She looked at you like you were the most beautiful thing she'd seen all day. She smiled at you even when she was angry with you. She cracked a joke when you were down. One smile from her could make your day. I'd loved her like a sister.

I was sitting with Nico in the infirmary. He was having one of his worst nightmares yet. Nothing I did calmed him down. I was contemplating waking him up or letting him rest when Jason walked in.

I looked at the wall clock. Ten o'clock p.m.

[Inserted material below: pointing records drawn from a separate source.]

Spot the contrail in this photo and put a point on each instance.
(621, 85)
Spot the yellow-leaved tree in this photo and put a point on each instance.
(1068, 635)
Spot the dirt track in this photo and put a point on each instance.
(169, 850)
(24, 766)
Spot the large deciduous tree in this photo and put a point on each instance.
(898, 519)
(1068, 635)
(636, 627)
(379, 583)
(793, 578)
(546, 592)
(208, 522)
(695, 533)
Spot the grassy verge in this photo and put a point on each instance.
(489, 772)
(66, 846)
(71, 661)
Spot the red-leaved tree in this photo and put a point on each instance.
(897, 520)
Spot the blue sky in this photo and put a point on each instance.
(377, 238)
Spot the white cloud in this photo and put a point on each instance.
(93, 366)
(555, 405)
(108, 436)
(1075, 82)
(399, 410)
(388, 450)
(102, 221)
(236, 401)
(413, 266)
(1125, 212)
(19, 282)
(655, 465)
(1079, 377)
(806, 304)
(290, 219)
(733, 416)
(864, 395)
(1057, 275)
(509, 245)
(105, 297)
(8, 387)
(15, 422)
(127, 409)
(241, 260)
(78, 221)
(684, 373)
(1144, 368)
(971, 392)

Not exactly late but I had already taken on the nightshift at the infirmary. The only activity still going on was the singalong. He saw Nico sitting in my lap but said nothing. He sat down in the chair next the bed.

"Can I help you, Jason?" I asked.

"It's about Nico." He said.

That caught my attention.

"What is it?" I asked.

Nico yelped and his body tensed. I started rubbing his back.

"Well, I know that you and Nico aren't officially dating but it's obvious you both like each other. So, I wanted to tell you that if you upset him in any way, I will not kill you myself. But let's just say that I don't think I would be able to stop Reyna from tearing you to bits and dancing on your grave."

I glanced over at him to see if he was kidding. He wasn't.

I looked down.

"I don't think you have to worry about that. I don't think Nico feels that way about me." I whispered solemnly.

Nico whimpered and squirmed. I swept the hair out of his face and pulled him closer.

Jason smirked. I pretended not to notice.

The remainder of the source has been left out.